I'll leave most of the responses for Michael to address, but will try to add
a few clarifications and comments.

Fourth, and I'm hoping to get Jeremiah's input on this... I'm not a fan of
>> passing vector<vector<>>& or vector<>& as top-level parameters. It might
>> be
>> better to require a template parameter that is essentially a matrix- or
>> vector-like object. That would simplify the call interface and allow a
>> little more freedom w.r.t. parameter types. Thoughts?
> I am not a fan of them either. It might be better for the user to provide
> an output iterator for each output, which the algorithm writes to. Also,
> what if the user does not want one of the vector outputs? Look at
> libs/graph/doc/mcgregor_common_subgraphs.html for one possible approach to
> this problem; there, a user-supplied property map is updated with each
> solution (there, a partial isomorphism between graphs) and a user function
> is called after the solution is written.

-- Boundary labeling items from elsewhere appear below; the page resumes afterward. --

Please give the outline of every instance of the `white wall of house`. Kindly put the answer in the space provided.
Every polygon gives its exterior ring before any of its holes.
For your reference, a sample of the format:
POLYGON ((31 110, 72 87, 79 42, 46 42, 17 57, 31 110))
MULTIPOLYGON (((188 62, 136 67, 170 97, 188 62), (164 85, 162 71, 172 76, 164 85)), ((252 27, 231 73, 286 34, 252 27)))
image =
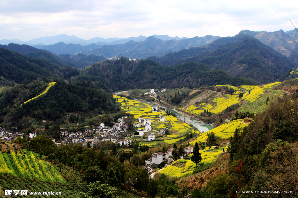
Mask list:
POLYGON ((145 126, 145 129, 151 131, 152 129, 152 127, 151 126, 151 125, 146 125, 145 126))
POLYGON ((151 125, 151 119, 150 118, 146 118, 145 119, 144 119, 144 124, 145 125, 146 124, 151 125))
POLYGON ((148 140, 154 140, 155 139, 155 135, 154 133, 150 133, 148 134, 148 140))

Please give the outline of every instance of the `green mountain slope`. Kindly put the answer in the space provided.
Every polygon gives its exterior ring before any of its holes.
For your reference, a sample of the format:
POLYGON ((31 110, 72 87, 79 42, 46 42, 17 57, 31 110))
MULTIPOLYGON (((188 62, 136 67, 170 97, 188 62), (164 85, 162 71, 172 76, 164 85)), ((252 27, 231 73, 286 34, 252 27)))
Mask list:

It may be the case that output iterators aren't sufficient for the
algorithm. It may need random access to the output vectors/matrices. I need
to look at the implementation more closely at the implementation. Property
maps may be a viable option in their place, however.

What is the point of a label allocator? Do they need to be full allocators?
> Do labels need to be heap-allocated objects at all, or would a value class
> make more sense (in combination with property maps to express paths)? It
> looks like labels may not make sense at all; perhaps there can be property
> maps for cumulated_resource_consumption, pred_edge, and is_dominated, each
> indexed by graph vertices? That would likely improve performance and
> simplify the algorithm's interface?

Allocators are used to allocate r_c path labels, which have
Resource_Containers as subobjects, so I'm thinking that value types may not
be the best solution. On the other hand... If only we had reliable move
semantics :) I'm not sure if there's a data structure that naturally
supports the order of construction and destruction, if you get my meaning.

If you do decide to keep label objects, the Label concept should just be a
> prototype of the structure if there is only one type that is allowed to be
> used in that position; a concept that can only ever have one model is
> usually unnecessary.

I don't think the labels ever appear in the output, but I could be missing a
parameter's intent.

> Since it is an existing BGL function, it probably does. How different are
> the interfaces between the two versions?

There's one less function and template parameter in the new version. I'm
pretty sure we'd break something without a new name or module.